Read The Dreamthief's Daughter: A Tale of the Albino Page 30


  Gaynor jumped his horse over a pile of bodies and turned, the Runestaff held in his gauntleted hand. “You cannot kill me while I hold this. You are fools to try. And while I hold this—I hold the key to all Creation!”

  Elric and I did not have horses capable of jumping so high. We were forced to ride around the pile of corpses while Klosterheim and the three remaining Nazis interposed themselves between us and our quarry.

  “I’m no longer Knight of the Balance,” Gaynor raved, “I am Creator of All Existence!” Lifting the white sword and the Runestaff over his head, he spurred his horse, galloping off into the misty blackness, leaving his followers to slow our pursuit.

  I took no pleasure in that killing. Only Klosterheim escaped, disappearing soundlessly amongst the great pillars. I made to go after him, but Elric stopped me. “Gaynor must be our only prey.” He pointed. “Let her guide us. She can follow his scent.”

  The panther padded on without pause and our tireless blind horses trotted behind it.

  Once I thought I heard Gaynor’s laughter, the galloping of hooves, and then I saw a blaze of golden light as if the Grail signaled its own abduction. The pearly grey of the horizon grew wider and taller ahead of us until its light spread like a gentle blanket of mist over the whole vast forest of stone. The air had grown noticeably cooler and there was a clean quality to it I could not identify. For a while that featureless grey field filled me with utter terror. I looked upon endless nothingness. The finale of the multiverse. Limbo.

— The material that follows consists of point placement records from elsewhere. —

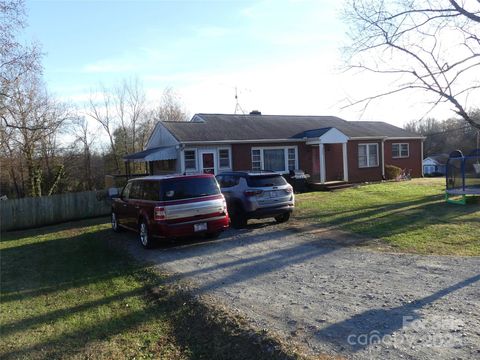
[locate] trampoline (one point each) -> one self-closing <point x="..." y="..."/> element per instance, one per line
<point x="462" y="176"/>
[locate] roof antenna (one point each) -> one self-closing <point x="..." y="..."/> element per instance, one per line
<point x="238" y="107"/>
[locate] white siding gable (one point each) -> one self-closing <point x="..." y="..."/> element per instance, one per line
<point x="160" y="137"/>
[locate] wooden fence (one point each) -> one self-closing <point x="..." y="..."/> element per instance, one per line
<point x="32" y="212"/>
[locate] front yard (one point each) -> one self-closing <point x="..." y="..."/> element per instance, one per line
<point x="67" y="292"/>
<point x="409" y="216"/>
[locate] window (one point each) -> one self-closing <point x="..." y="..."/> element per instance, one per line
<point x="151" y="190"/>
<point x="274" y="158"/>
<point x="126" y="191"/>
<point x="224" y="158"/>
<point x="266" y="180"/>
<point x="136" y="190"/>
<point x="228" y="180"/>
<point x="190" y="159"/>
<point x="400" y="150"/>
<point x="256" y="160"/>
<point x="367" y="155"/>
<point x="292" y="159"/>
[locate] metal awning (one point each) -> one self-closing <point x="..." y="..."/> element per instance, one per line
<point x="155" y="154"/>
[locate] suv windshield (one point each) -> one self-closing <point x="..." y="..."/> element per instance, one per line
<point x="186" y="188"/>
<point x="266" y="180"/>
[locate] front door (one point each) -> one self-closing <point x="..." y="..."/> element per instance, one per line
<point x="207" y="162"/>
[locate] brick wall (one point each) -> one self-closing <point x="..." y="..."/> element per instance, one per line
<point x="414" y="161"/>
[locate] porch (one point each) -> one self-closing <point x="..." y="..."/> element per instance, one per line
<point x="329" y="156"/>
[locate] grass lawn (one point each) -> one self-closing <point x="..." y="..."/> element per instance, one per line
<point x="67" y="293"/>
<point x="411" y="216"/>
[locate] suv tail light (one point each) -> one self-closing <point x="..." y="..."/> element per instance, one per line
<point x="159" y="213"/>
<point x="252" y="192"/>
<point x="224" y="206"/>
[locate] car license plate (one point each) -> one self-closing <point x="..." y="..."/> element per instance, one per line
<point x="200" y="227"/>
<point x="273" y="194"/>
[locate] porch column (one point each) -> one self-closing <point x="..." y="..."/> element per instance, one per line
<point x="345" y="162"/>
<point x="322" y="163"/>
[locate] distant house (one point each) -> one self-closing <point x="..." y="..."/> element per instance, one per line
<point x="435" y="164"/>
<point x="326" y="147"/>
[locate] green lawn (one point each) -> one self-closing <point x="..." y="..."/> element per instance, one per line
<point x="66" y="292"/>
<point x="411" y="216"/>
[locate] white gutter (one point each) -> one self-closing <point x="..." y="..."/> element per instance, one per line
<point x="242" y="141"/>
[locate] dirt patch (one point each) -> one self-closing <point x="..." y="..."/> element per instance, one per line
<point x="314" y="289"/>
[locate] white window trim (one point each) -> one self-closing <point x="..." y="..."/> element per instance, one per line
<point x="285" y="151"/>
<point x="400" y="151"/>
<point x="229" y="157"/>
<point x="368" y="157"/>
<point x="184" y="165"/>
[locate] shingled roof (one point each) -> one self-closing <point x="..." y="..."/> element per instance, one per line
<point x="224" y="127"/>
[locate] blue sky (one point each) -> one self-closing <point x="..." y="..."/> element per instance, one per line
<point x="283" y="56"/>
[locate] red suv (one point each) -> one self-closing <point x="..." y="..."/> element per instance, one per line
<point x="171" y="206"/>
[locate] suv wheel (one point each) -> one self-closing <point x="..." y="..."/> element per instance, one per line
<point x="238" y="217"/>
<point x="144" y="235"/>
<point x="115" y="226"/>
<point x="282" y="218"/>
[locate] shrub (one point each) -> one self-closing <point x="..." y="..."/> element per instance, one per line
<point x="392" y="172"/>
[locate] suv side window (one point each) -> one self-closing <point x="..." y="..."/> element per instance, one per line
<point x="126" y="191"/>
<point x="226" y="181"/>
<point x="136" y="190"/>
<point x="151" y="190"/>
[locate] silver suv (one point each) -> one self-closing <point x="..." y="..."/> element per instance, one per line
<point x="256" y="195"/>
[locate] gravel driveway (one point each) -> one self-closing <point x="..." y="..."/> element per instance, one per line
<point x="310" y="286"/>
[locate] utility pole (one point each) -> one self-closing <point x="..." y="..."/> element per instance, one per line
<point x="238" y="107"/>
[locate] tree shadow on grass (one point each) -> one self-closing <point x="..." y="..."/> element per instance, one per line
<point x="31" y="271"/>
<point x="387" y="220"/>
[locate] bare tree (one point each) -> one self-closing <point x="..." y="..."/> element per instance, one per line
<point x="83" y="143"/>
<point x="30" y="124"/>
<point x="170" y="107"/>
<point x="428" y="45"/>
<point x="100" y="109"/>
<point x="15" y="59"/>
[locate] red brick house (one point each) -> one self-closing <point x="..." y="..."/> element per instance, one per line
<point x="325" y="147"/>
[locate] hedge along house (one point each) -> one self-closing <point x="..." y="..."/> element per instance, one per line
<point x="325" y="147"/>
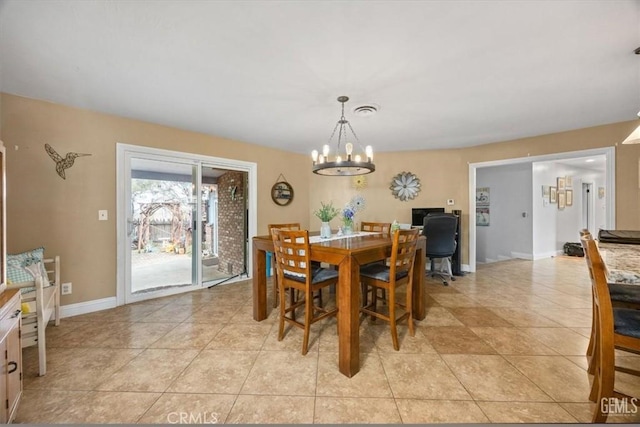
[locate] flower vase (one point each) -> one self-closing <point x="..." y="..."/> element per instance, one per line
<point x="325" y="230"/>
<point x="347" y="230"/>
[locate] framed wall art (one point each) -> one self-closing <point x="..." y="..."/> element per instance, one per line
<point x="482" y="217"/>
<point x="562" y="200"/>
<point x="569" y="200"/>
<point x="482" y="196"/>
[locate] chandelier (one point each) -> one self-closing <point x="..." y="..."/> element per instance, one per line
<point x="350" y="164"/>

  The calmness of it frightened me. But the fear began to disappear and was replaced by an equally strong sense of reconciliation, of peace. I had been here before, after all. None of these emotions affected the course of our actions, however, for the blind horses bore us relentlessly on. The panther continued to lead us and gradually, without any dramatic event, we found ourselves slowly absorbed into the gentle grey mist.

  The mist had a substantial quality to it. I could not rid myself of the sense that Gaynor and Klosterheim might rush on us suddenly from ambush. Even when, for a few brief moments, the air ahead of us was filled with the brilliant scarlet and green of huge, delicate amaryllis blooms and creamy iris, I did not drop my guard.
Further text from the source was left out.